Sarah Hiddleton has a useful note today in the Hindu about the Right to Information and Clinical trials in which she discusses how disclosure of test data is in the public interest. This is against the backdrop of the Mahyco/Greenpeace fight over Bt Brinjal test data currently being fought in the Delhi High Court. Some useful international comparisons in the article which make it a compelling read.
The question therefore is this: when does public interest in trial data outweigh commercial interest?
If the researchers had not gone to such lengths to obtain full data from the U.S. Food and Drug Administration (FDA) under the freedom of information act, we would never have known that published data available to the scientific community had not included significant information from unfavourable trials (nine of these were refused by the FDA, data from four of them were obtained from a company website). We would have also been ignorant of the fact that the FDA had not spotted data manipulations from which conclusions were drawn and approved the drug on that basis. Nor would we have known that the companies involved had breached the trust of those who underwent the trials, the doctors who prescribed the medicines, and the patients who took them. Nor that these companies have made massive profits for something that has not stood up in the trials.
What if a product was found not just to be ineffective, but harmful? Just 10 days after Kirsch’s results were published, GlaxoSmithKline was found to have withheld clinical trial data from the United Kingdom regulator, the Medicines and Healthcare Regulatory Authority (MHRA), that showed that its anti depressant increased the risk of suicide among teenagers, and that it had known this since 1998.

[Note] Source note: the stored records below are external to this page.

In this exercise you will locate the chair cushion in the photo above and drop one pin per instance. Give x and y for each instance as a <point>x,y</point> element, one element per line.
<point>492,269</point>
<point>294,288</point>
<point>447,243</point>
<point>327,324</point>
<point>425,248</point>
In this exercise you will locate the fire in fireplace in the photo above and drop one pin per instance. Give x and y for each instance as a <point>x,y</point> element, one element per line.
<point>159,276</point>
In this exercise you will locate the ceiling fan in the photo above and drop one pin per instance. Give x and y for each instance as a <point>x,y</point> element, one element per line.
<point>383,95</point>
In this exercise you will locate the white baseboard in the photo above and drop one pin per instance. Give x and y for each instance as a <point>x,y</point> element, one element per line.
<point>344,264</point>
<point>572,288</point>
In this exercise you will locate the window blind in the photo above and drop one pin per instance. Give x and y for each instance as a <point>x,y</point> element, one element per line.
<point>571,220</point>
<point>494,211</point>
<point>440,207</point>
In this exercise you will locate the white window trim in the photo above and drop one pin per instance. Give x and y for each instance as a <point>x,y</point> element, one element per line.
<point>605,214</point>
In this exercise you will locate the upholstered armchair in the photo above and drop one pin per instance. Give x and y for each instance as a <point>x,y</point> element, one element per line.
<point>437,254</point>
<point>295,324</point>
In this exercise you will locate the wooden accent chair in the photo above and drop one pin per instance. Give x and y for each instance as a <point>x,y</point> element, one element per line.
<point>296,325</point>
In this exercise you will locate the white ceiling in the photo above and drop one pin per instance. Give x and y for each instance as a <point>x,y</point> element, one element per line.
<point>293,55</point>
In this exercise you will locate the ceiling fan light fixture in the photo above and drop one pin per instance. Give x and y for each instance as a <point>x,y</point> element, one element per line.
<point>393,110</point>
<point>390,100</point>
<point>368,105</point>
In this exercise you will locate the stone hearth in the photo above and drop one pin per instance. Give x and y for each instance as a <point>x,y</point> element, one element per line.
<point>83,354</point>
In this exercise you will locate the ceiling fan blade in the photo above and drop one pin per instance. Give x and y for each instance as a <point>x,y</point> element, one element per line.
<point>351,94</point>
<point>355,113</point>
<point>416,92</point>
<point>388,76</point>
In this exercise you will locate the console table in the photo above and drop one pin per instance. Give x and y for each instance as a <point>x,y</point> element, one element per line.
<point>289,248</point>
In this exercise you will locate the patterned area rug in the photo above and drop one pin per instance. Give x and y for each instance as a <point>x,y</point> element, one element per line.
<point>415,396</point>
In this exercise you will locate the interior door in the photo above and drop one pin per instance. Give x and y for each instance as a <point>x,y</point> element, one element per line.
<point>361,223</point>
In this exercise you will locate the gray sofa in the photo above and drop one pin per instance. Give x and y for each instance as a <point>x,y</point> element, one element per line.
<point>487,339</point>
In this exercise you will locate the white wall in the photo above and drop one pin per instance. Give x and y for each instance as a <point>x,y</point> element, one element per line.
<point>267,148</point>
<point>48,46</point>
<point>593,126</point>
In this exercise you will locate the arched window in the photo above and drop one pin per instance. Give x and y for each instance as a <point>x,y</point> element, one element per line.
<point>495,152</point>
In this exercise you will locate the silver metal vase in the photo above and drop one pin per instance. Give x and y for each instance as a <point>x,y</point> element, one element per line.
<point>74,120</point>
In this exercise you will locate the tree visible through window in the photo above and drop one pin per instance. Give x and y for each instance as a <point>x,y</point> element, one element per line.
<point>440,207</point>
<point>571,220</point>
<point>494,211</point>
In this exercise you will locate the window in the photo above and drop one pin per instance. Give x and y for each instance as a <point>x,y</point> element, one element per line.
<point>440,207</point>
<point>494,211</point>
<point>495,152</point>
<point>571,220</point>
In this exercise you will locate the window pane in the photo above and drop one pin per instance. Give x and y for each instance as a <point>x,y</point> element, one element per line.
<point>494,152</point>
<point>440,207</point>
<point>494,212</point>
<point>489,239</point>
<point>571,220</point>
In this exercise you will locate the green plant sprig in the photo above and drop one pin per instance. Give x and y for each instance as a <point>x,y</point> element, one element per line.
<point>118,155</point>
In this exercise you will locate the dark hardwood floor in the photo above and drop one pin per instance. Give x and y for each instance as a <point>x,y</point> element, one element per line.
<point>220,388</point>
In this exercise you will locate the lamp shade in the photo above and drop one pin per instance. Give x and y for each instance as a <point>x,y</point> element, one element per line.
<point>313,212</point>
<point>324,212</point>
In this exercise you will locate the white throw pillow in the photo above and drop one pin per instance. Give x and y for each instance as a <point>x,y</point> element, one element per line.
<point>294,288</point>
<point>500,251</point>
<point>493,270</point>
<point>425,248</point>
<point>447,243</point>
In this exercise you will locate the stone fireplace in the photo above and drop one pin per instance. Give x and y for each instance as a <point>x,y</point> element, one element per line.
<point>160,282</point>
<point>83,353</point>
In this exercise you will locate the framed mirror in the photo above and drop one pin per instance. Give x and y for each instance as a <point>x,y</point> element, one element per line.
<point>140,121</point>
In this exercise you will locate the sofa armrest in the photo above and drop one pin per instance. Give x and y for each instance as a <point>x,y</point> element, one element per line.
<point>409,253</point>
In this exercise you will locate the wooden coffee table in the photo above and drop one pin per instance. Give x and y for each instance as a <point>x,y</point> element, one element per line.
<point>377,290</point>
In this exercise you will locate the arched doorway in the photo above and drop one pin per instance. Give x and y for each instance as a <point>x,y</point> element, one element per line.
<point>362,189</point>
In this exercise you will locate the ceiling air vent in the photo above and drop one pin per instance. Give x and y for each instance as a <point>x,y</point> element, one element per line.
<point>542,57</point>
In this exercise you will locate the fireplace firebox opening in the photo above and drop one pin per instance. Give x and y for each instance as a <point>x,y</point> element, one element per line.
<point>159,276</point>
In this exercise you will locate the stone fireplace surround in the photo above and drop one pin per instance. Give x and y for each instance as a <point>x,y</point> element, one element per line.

Does putting such data in the public domain affect a company’s commercial interest: Yes. But does the public interest outweigh this? Yes, because if the product is useless or harmful, there should be no commerce in it in the first place.
Companies claiming that this might affect their intellectual property would do well to remember that this is at the core of the a defined set of criteria through which society gives up its fundamental immediate right to health to grant a right to property. A patent, which gives a company a monopoly in recognition of the risks it undertakes in product development, is awarded if a product is new, involves an inventive step, and has an industrial application – in other words if it is useful.
A very long time ago, I wrote this article on Data Protection that has since been quoted somewhat widely. Has some useful information on clinical trials, although my position is opposite to what is stated in the article.